I use it as primary desktop OS. For few months, I've been forced to use Windows because World of Warcraft   But otherwise I have all my work etc in FreeBSD. 

And as desktop os, I ofc have gui on it; I'm using Openbox+fbpanel combo.


----------



## Easy Rhino (Mar 9, 2007)

Migons said:


> I use it as primary desktop OS. For few months, I've been forced to use Windows because World of Warcraft   But otherwise I have all my work etc in FreeBSD.
> 
> And as desktop os, I ofc have gui on it; I'm using Openbox+fbpanel combo.

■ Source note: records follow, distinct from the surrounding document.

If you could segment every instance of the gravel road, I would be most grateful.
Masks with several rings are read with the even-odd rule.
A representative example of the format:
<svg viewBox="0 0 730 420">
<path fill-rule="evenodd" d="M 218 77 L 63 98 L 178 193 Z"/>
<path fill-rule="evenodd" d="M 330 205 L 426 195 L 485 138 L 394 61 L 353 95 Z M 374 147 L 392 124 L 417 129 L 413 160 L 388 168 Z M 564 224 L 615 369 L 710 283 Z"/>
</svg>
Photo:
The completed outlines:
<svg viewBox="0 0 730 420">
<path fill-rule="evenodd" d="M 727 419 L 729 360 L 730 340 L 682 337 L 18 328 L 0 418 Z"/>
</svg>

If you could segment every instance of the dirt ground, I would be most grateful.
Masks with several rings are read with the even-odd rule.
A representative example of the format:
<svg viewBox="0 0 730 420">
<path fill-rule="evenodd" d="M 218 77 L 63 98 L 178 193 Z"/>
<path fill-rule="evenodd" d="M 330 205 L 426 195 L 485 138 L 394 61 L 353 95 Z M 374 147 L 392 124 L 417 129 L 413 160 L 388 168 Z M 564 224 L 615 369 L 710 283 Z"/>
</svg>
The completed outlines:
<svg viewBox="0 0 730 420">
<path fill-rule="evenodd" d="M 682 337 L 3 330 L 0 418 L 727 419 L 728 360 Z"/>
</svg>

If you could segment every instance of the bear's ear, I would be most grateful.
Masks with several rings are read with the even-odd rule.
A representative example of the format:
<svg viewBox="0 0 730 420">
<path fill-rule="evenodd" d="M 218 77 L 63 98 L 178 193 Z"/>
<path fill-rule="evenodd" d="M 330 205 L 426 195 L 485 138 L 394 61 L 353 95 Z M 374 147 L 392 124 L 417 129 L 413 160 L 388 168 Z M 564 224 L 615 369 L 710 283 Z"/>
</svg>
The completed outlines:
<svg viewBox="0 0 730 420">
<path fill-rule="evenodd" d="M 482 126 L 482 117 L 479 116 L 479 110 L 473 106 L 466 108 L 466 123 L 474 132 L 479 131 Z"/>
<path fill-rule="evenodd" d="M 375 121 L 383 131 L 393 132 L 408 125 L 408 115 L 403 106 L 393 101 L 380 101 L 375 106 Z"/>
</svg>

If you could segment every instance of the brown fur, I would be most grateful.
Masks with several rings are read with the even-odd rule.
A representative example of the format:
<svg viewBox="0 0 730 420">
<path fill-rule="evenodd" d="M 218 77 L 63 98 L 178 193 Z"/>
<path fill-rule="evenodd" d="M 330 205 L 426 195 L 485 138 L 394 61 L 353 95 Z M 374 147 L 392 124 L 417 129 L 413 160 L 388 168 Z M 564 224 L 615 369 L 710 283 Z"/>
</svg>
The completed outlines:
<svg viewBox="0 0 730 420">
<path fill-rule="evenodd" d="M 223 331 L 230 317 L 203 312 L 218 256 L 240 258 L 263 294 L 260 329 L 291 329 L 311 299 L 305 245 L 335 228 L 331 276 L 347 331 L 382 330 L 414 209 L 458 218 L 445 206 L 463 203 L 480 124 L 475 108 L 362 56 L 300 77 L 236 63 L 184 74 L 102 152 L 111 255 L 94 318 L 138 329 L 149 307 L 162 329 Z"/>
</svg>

nice. have you gotten 3d acceleration working with freebsd?

what work do you do on the desktop ?

btw, i run fluxbox on my notebook and no gui on the server. i use the notebook to access the server as it doesnt have a monitor/keyboard attached.


----------



## Migons (Mar 9, 2007)

Easy Rhino said:


> nice. have you gotten 3d acceleration working with freebsd?


Sure, pretty easy with NVIDIA. For long, I had problems getting AGP working with newer drivers, but I located a fix from NVNews forums (from official NVIDIA developer), although he said the fix might not be stable, I haven't had any problems.



> what work do you do on the desktop ?


Whatever people do with computer (exept for playing); surfing Internet, chatting, listening music, watching movies / tv series etc.. Or, I sure have played some games too, Enemy Territory, FretsOnFire and some Quake mods for example.


----------



## wiak (Mar 11, 2007)

Migons said:


> Sure, pretty easy with NVIDIA. For long, I had problems getting AGP working with newer drivers, but I located a fix from NVNews forums (from official NVIDIA developer), although he said the fix might not be stable, I haven't had any problems.
> 
> 
> Whatever people do with computer (exept for playing); surfing Internet, chatting, listening music, watching movies / tv series etc.. Or, I sure have played some games too, Enemy Territory, FretsOnFire and some Quake mods for example.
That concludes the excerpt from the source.